Ambiguity resolution issue in LVS

Hi, Matthias,
As you may know, ambiguities occur in highly parallel and symmetric circuits.
For example, if there are placing decap cell (consists of PMOS/NMOS )between VDD and VSS,
those decap cells can be interchanged without affecting the connectivity.
Then, it is impossible to distinguish between the such cells.
When I tried to run LVS for my existing hand-crafted logic circuit block including 360 of decap cell, matching was failed at top level connection.

To confirm this issue, I made simple test cell and tested LVS.
The cell consists of 1 of INV cell and "n" of Decap cell (2PMOS+2NMOS) between VDD and VSS.

Result was as follows;
n < 22 -> Matching completed.
n >= 22 -> Matching did not complete.

Is it possible to enlarge this N by enhancement?
Thank you very much in advance.

---- netlist -----
.subckt TEST Z A VDD VSS
Xdecap[21] VDD VSS DECAP
Xdecap[22] VDD VSS DECAP
.ends TEST
---- netlist ---------


If you solve this issue, Klayout's LVS functionality will become similar to commercial tools.
So far you have appreciated the many enhancements needed for LVS in stand cell base logic circuits.
(Dummy poly pin, Double height cell, Reduce split gate, etc.)



  • edited March 4

    Hi haru_f,

    There is such a limit, but you can increase it. It's called the "branch complexity". The LVS compare algorithm is a backtracking algorithm and the branch complexity is the number of branches tried to achieve a matching. The maximum branch complexity is to safeguard the algorithm against runtime explosion.

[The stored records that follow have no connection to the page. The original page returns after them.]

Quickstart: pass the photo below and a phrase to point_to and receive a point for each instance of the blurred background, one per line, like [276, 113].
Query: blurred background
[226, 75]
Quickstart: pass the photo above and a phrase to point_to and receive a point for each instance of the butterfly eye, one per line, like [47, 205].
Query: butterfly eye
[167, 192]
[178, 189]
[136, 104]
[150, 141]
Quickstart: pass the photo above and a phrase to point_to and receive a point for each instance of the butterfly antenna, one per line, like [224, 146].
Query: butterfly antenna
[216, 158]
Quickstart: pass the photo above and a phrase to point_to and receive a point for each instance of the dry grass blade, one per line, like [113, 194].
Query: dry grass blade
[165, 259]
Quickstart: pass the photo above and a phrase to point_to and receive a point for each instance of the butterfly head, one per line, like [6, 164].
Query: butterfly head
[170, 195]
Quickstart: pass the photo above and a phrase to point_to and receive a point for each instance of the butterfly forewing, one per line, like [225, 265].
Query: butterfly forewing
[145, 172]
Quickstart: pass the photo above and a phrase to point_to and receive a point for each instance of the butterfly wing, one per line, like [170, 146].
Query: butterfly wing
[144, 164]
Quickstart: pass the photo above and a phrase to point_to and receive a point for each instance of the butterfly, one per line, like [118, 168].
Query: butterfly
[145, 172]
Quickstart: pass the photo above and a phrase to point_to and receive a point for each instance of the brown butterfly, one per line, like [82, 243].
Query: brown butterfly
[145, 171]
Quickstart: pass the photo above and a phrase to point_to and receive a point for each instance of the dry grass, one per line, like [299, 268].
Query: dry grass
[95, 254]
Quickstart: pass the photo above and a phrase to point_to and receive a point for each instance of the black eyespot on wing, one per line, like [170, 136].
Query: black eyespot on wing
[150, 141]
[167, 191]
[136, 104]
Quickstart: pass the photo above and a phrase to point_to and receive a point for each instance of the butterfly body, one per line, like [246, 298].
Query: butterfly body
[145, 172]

    The default value is 500 and with 23 DECAP cells the number of potential combinations is 23 (extracted) x 23 (schematic) > 500. I hope increasing the branch complexity will not increase the runtime accordingly ... if it does, then I need to optimize this case.

    You can set the maximum branch complexity to 10000 with


    In general however, the best strategy IMHO is to turn the DECAP cells into single caps and combine them into one. The path to this solution is to flatten the DECAP cell (I assume it has a single cap inside). After this, the device combination step in "netlist.simplify" should reduce these caps to a single big one.

    Kind regards,


  • It would seem to me that this particular situation would
    be solved by "permute parallel" (aka "device reduction")
    MOSFET rules, as the decoupling caps are all entirely parallel?
    Should "decompose" into one MOSFET (cap) of N fingers?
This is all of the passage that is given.